Within a few minutes a car with red and blue flashing lights pulled into the drive. An officer stepped out of the car.
The blonde woman screamed to the officer. “We need help! Please, hurry!”
The officer climbed back behind the wheel, pushed the gate open with the bumper of his car, and accelerated up the driveway. The sticker on the door of the car read COUNTY SHERIFF.

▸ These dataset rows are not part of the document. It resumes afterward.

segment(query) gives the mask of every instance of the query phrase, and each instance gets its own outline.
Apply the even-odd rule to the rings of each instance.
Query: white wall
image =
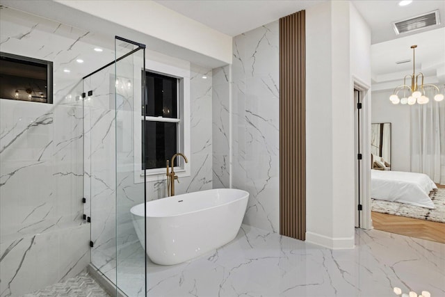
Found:
[[[306,10],[306,239],[331,248],[354,246],[353,77],[371,85],[371,33],[351,5]]]
[[[372,122],[391,123],[391,168],[411,171],[410,106],[393,104],[392,90],[372,93]]]
[[[56,1],[226,63],[232,63],[232,37],[154,1]]]

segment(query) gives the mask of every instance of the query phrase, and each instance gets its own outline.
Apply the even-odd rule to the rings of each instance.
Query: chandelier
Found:
[[[416,74],[416,58],[414,49],[417,47],[417,45],[412,45],[412,74],[405,75],[403,78],[403,84],[397,86],[393,94],[389,96],[389,100],[393,104],[409,104],[413,105],[416,103],[419,104],[426,104],[430,101],[430,98],[425,95],[426,88],[432,88],[435,93],[434,99],[435,101],[442,101],[444,99],[444,95],[440,94],[440,90],[436,86],[430,83],[423,83],[423,74],[419,72]],[[409,77],[411,79],[411,86],[406,84],[406,79]],[[420,85],[418,83],[419,79],[421,80]],[[399,92],[403,91],[403,97],[402,99],[398,97]],[[407,95],[408,96],[407,97]]]

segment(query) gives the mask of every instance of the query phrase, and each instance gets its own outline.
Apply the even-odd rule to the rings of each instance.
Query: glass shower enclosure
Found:
[[[145,242],[139,241],[130,211],[146,201],[145,172],[136,154],[144,135],[145,56],[144,45],[116,36],[115,60],[77,86],[83,97],[84,218],[91,225],[91,266],[115,286],[116,296],[145,296],[147,291]]]

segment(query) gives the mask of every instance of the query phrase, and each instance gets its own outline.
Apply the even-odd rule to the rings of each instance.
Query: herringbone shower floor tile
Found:
[[[90,276],[82,273],[42,290],[24,295],[24,297],[109,297]]]

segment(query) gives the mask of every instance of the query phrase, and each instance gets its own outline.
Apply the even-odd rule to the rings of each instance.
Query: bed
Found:
[[[371,185],[371,198],[435,208],[428,195],[437,186],[425,174],[373,169]]]

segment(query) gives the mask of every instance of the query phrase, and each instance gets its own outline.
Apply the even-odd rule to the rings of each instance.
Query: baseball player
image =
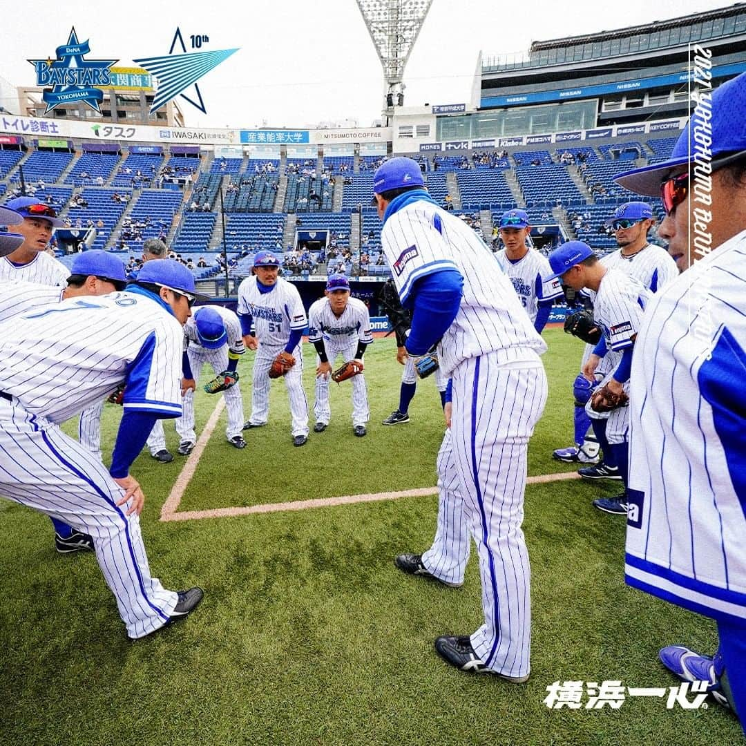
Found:
[[[0,280],[25,280],[64,287],[69,272],[45,251],[54,228],[64,225],[55,210],[34,197],[16,197],[5,207],[23,218],[22,222],[13,226],[13,232],[23,236],[23,242],[0,258]]]
[[[609,269],[618,269],[630,277],[639,280],[651,292],[656,292],[678,275],[676,263],[665,249],[648,242],[648,233],[655,225],[653,210],[645,202],[626,202],[619,205],[606,222],[614,228],[617,251],[601,257],[601,263]],[[590,297],[592,292],[585,294]],[[581,370],[588,363],[592,347],[586,345],[580,363]],[[598,377],[602,378],[611,371],[613,363],[596,357]],[[562,461],[584,461],[586,454],[598,454],[599,447],[604,460],[595,466],[578,469],[584,479],[620,479],[619,469],[606,438],[607,414],[590,412],[586,406],[591,397],[594,384],[581,374],[573,383],[575,397],[575,446],[560,448],[554,457]],[[589,426],[593,429],[592,439],[588,435]],[[585,439],[585,442],[583,440]],[[582,444],[582,445],[578,445]],[[591,459],[588,460],[595,460]]]
[[[734,126],[746,75],[698,100],[668,160],[618,178],[662,196],[659,235],[682,270],[651,301],[636,345],[625,577],[715,620],[713,657],[673,645],[660,659],[707,682],[746,733],[746,131]]]
[[[554,301],[563,297],[559,280],[545,282],[550,275],[549,263],[535,248],[526,245],[531,233],[528,215],[523,210],[509,210],[498,223],[505,248],[495,255],[510,278],[518,297],[539,334],[546,326]]]
[[[565,285],[575,290],[588,288],[594,294],[593,318],[603,332],[604,345],[609,372],[599,386],[616,397],[629,396],[630,371],[635,337],[639,329],[642,312],[651,292],[621,269],[608,269],[599,261],[590,246],[582,241],[568,241],[549,255],[553,274],[548,279],[561,278]],[[598,360],[592,355],[583,366],[583,373],[595,383],[595,374]],[[598,409],[596,393],[586,404],[586,411]],[[629,428],[629,408],[618,406],[610,409],[606,422],[606,438],[620,475],[627,487],[627,439]],[[627,498],[623,492],[614,498],[601,498],[593,504],[605,513],[626,515]]]
[[[131,639],[189,614],[202,598],[150,574],[140,528],[145,496],[129,467],[157,417],[181,413],[181,325],[195,298],[178,263],[151,263],[136,286],[71,298],[0,325],[0,495],[93,537]],[[111,467],[59,424],[124,382]]]
[[[261,427],[269,415],[269,373],[281,354],[295,360],[283,377],[290,399],[294,445],[308,442],[308,402],[303,390],[301,337],[306,311],[301,295],[286,280],[278,277],[280,261],[271,251],[254,257],[254,275],[238,288],[238,316],[244,344],[257,351],[252,376],[251,414],[244,430]],[[251,333],[252,322],[255,332]]]
[[[366,304],[350,297],[350,281],[344,275],[330,275],[324,298],[308,310],[308,341],[316,348],[316,401],[314,433],[322,433],[329,424],[329,378],[338,355],[342,360],[363,362],[366,348],[373,341],[371,320]],[[352,430],[362,438],[370,416],[368,390],[363,373],[352,377]]]
[[[198,380],[202,366],[209,363],[216,375],[231,372],[236,380],[236,368],[239,358],[245,352],[241,338],[238,316],[222,306],[200,306],[184,325],[187,343],[184,361],[184,377]],[[243,439],[243,401],[237,383],[223,389],[228,424],[225,429],[228,442],[236,448],[245,448]],[[176,419],[176,432],[181,438],[178,453],[189,455],[197,442],[194,430],[194,389],[184,394],[183,414]]]
[[[439,637],[436,650],[463,671],[518,683],[528,677],[530,639],[522,505],[528,439],[546,401],[546,345],[490,249],[423,186],[410,158],[386,161],[374,177],[381,242],[413,309],[407,354],[437,342],[453,379],[454,494],[480,555],[484,624],[469,636]]]

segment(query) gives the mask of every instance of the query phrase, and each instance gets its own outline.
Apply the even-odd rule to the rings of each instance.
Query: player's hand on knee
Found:
[[[197,382],[194,378],[181,379],[181,395],[185,396],[187,391],[194,391],[197,388]]]
[[[135,513],[139,515],[142,512],[142,506],[145,504],[145,495],[142,492],[142,488],[140,486],[140,482],[131,474],[128,474],[126,477],[112,477],[111,478],[125,491],[122,499],[116,504],[124,505],[125,503],[131,500],[132,504],[127,511],[127,515],[131,515]]]
[[[583,366],[583,369],[580,372],[583,375],[588,379],[592,383],[595,383],[596,379],[593,374],[595,373],[596,369],[598,367],[598,363],[601,363],[601,359],[595,354],[591,354],[591,357],[588,358],[586,361],[586,364]]]

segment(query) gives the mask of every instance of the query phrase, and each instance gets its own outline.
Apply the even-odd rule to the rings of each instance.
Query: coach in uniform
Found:
[[[523,682],[530,570],[521,524],[528,439],[547,396],[546,345],[490,249],[431,199],[416,161],[386,161],[373,191],[383,250],[413,310],[407,354],[421,356],[438,342],[453,379],[457,492],[480,556],[484,624],[471,636],[439,637],[436,650],[462,671]]]
[[[139,518],[145,495],[129,473],[155,419],[181,414],[181,326],[193,291],[188,270],[160,260],[125,292],[72,298],[0,325],[0,495],[93,537],[132,639],[202,598],[198,588],[177,593],[151,577]],[[107,471],[59,424],[121,383],[125,412]]]
[[[746,74],[700,90],[668,160],[617,181],[662,196],[659,235],[682,270],[651,301],[637,340],[625,577],[715,620],[713,658],[681,645],[660,658],[683,680],[708,681],[746,733],[745,122]],[[700,160],[702,144],[711,153]],[[692,182],[710,173],[705,206]],[[695,253],[695,236],[711,239],[709,253]]]

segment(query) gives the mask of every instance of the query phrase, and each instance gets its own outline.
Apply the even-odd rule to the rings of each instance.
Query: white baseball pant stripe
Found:
[[[130,637],[163,627],[178,601],[151,577],[140,518],[99,459],[60,428],[0,398],[0,494],[93,537],[98,566]]]
[[[327,357],[332,369],[334,369],[337,355],[342,355],[342,359],[345,363],[349,363],[354,360],[355,353],[357,351],[357,343],[352,347],[343,348],[335,350],[333,348],[327,348]],[[316,366],[321,363],[319,356],[316,356]],[[331,407],[329,404],[329,381],[330,374],[316,376],[316,401],[313,406],[313,412],[317,422],[329,424],[331,419]],[[357,427],[359,424],[365,425],[370,418],[370,409],[368,407],[368,387],[366,386],[365,373],[359,373],[353,376],[349,383],[352,384],[352,425]]]
[[[189,367],[195,380],[199,380],[202,366],[206,363],[210,364],[216,375],[222,373],[228,366],[228,348],[225,345],[217,350],[201,348],[199,351],[192,351],[189,348],[186,354],[189,355]],[[192,443],[197,442],[197,433],[194,430],[194,394],[193,391],[187,391],[184,395],[181,416],[176,419],[176,432],[178,433],[180,439],[188,440]],[[236,435],[240,435],[243,428],[243,401],[238,383],[233,384],[222,394],[228,417],[225,437],[230,440]]]
[[[497,354],[454,370],[451,431],[459,492],[480,560],[484,624],[471,636],[488,668],[530,669],[530,566],[521,524],[529,438],[544,410],[547,379],[534,362],[500,365]]]
[[[468,515],[459,492],[451,429],[438,452],[438,525],[433,545],[422,555],[427,571],[445,583],[461,585],[471,548]]]
[[[257,351],[254,360],[254,373],[251,379],[251,416],[249,421],[254,424],[266,424],[269,416],[269,369],[272,360],[282,351],[281,347],[275,349]],[[282,377],[290,400],[290,416],[292,419],[293,437],[308,435],[308,401],[303,390],[303,355],[301,345],[292,351],[295,364]]]
[[[87,448],[99,459],[101,454],[101,418],[104,413],[104,400],[89,407],[81,413],[78,423],[78,439],[81,445]]]
[[[448,383],[448,379],[445,377],[442,370],[441,370],[439,367],[433,375],[435,376],[435,385],[438,387],[438,391],[445,391],[445,387]],[[415,370],[414,361],[409,357],[409,355],[407,355],[406,360],[404,360],[404,370],[401,374],[401,383],[416,383],[419,380],[419,377],[417,375],[417,372]]]

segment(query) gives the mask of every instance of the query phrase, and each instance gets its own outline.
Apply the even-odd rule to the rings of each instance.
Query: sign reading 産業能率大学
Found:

The sheriff stepped out of the car, pulled his pistol, and hurried towards them. He was a short, stocky man with small darting eyes.
“Is everyone okay?” he asked. “Is there anyone in the house?”
“We need an ambulance, fast,” Eddie yelled.
“There’s no one inside,” the blonde woman said. “Just a body.”
The sheriff dropped to a knee beside Eddie, touched Paige’s neck, and then called for reinforcements on the radio clipped to his collar. He turned to the house, went inside, his pistol in front of him.
Before the sheriff re-emerged from searching the house more flashing red and blue lights and the sound of sirens filled the wooded area. Eddie watched them convoy up the drive.
EMT’s and officers rushed to them. Someone came, helped the angel up, and led her away. Someone else came, pulled Paige away from him. His heart didn’t want to let her go, but his mind whispered to him that they could do much more for her than he could. He let them take her.
Two women lifted Paige onto a gurney, rolled her to an ambulance.
Eddie tried to crawl after her. He wanted to go with her, but someone else grabbed him.
“I need to be with her,” Eddie said. “I’m her husband.”
The EMT held him still. “She’s in good hands,” he said. “We’re going to Mediflight her to the hospital. Let’s focus on you.”
The EMT gave the cuts on his chest a quick glance then went to work on his ankles, waved over another EMT to help. One of them asked him questions: Name, age, allergic to medications? Eddie tried to respond, wasn’t sure if he got the answers right.
“You’re in shock,” the EMT said.
Then they put him on a gurney, rolled him to an ambulance.
“She saved your life,” someone said. “Wrapping your severed heels like she did.”
Eddie chuckled, found the statement funny. Of course, she’d saved his life. She’d killed the killer, been his knight in shining armor.